Room lights? Plants sure die  :Sad:

----------


## wllm33

i also think so, even though i am putting in money plants.
but got so many tanks, but not many lights.
think only way is to change water.
thnks

----------


## zyblack

Since low-tech means no CO2 injection, the best option for you is to use plants that have direct contact with air since there will be a lot more CO2 in the air than in the water. Floating plants or plants that have leaves outside of the water will do fine. The only thing you can adjust to increase the nitrate uptake rate is to increase your lighting periods and intensity. Ambient or room light may allow the plants to survive but will not thrive nor increase nitrate uptake rate.

----------


## freshfish

> Just get those cheap cheap stem plants. You tank will become a jungle within 2 weeks.
> 
> Will be doing that to cycle my new tank.


like what ? can name a few ? pictures ? :Very Happy:

----------


## ghim

I am using the ones at the background. With needle like leaves.

And bought a few packs of plants from seaview - those packed and cost 80cts each  :Grin: 

Found the name for the plant. Rotala wallichii.

----------


## exotic_idiot

> Rotala wallichii


Won't they drop leaves? Will be messy if they do... That's why i hated stem plants.. Not enough lights they drop leaves and the whole tank will have lots of floating dead leaves... :Smile:

----------


## freshfish

hey guys do you all use a chiller for the planted tanks ?
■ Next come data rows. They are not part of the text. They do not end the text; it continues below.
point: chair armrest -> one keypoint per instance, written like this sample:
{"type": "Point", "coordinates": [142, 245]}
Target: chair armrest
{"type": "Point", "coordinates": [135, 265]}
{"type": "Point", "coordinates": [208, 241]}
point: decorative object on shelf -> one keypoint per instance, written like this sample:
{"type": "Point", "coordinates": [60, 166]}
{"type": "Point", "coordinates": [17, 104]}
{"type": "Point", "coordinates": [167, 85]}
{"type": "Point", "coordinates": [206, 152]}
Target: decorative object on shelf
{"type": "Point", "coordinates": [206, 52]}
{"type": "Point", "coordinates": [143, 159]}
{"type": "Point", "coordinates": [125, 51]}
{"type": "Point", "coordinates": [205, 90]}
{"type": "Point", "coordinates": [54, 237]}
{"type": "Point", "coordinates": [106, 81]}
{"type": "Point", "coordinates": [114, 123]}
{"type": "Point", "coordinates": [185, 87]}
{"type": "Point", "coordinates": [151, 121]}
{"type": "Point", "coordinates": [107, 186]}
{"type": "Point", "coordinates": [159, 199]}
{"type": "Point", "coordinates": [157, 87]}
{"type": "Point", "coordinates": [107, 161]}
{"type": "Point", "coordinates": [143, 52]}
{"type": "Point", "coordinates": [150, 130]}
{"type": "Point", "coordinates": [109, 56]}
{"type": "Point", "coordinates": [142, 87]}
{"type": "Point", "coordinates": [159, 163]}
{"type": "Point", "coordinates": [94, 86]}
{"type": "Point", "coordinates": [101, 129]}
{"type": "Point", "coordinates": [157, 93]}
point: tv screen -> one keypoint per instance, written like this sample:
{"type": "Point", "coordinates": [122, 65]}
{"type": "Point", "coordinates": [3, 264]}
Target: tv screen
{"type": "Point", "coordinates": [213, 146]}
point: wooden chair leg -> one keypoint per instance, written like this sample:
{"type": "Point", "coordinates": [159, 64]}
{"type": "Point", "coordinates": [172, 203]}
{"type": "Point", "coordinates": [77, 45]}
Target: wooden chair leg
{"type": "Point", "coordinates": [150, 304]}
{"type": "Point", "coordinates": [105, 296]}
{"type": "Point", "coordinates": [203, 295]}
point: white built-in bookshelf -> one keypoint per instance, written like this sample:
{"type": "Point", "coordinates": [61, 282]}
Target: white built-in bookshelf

i went to a shop and the guy told me that if the water too warm , the plants will produce ammonia or nitrates ? is it true ??!?!

----------


## wks

Hi Freshfish, the real reson is that he wants to sell the chiller to you. The plants produce ammonia etc are all nonsense.

----------


## properfool

i think very hard for anything to grow under 4hrs of pl light/day. Anything that takes up nitrate well generally grows pretty fast. Grows fast often need energy which will need light.

The low tech tank approach by D walstad advocates floating plants.

minimum Photoperiod for effective photosynthesis in plants is a minimum 5-6 hrs. less than that you won't get much results

----------


## ghim

> Won't they drop leaves? Will be messy if they do... That's why i hated stem plants.. Not enough lights they drop leaves and the whole tank will have lots of floating dead leaves...


I dont experience dropping of leaves for this plant. There are quite a few that does. I like stem plants, so no choice. Every few days use tweezers and pick them up. 




> hey guys do you all use a chiller for the planted tanks ?
> 
> i went to a shop and the guy told me that if the water too warm , the plants will produce ammonia or nitrates ? is it true ??!?!


Which means the plant died and rotted? 26-29 C will be good enough. Which can be achieved by usage of fan.


Finally found the name of the easiest stem plant I grew - Water Wisteria.

----------


## exotic_idiot

Think i really have to adjust my lightings to 5hrs a day? Hopes it helps...

----------


## wllm33

my lights are 8 hours daily, but i think it depends also on the intensity and the other conditions.
i am having algae on the glass now, which i thought would not be with just 8 hours.
but i am doing gujing and downoi, both are really a handful and dead worried they will melt on me again.

----------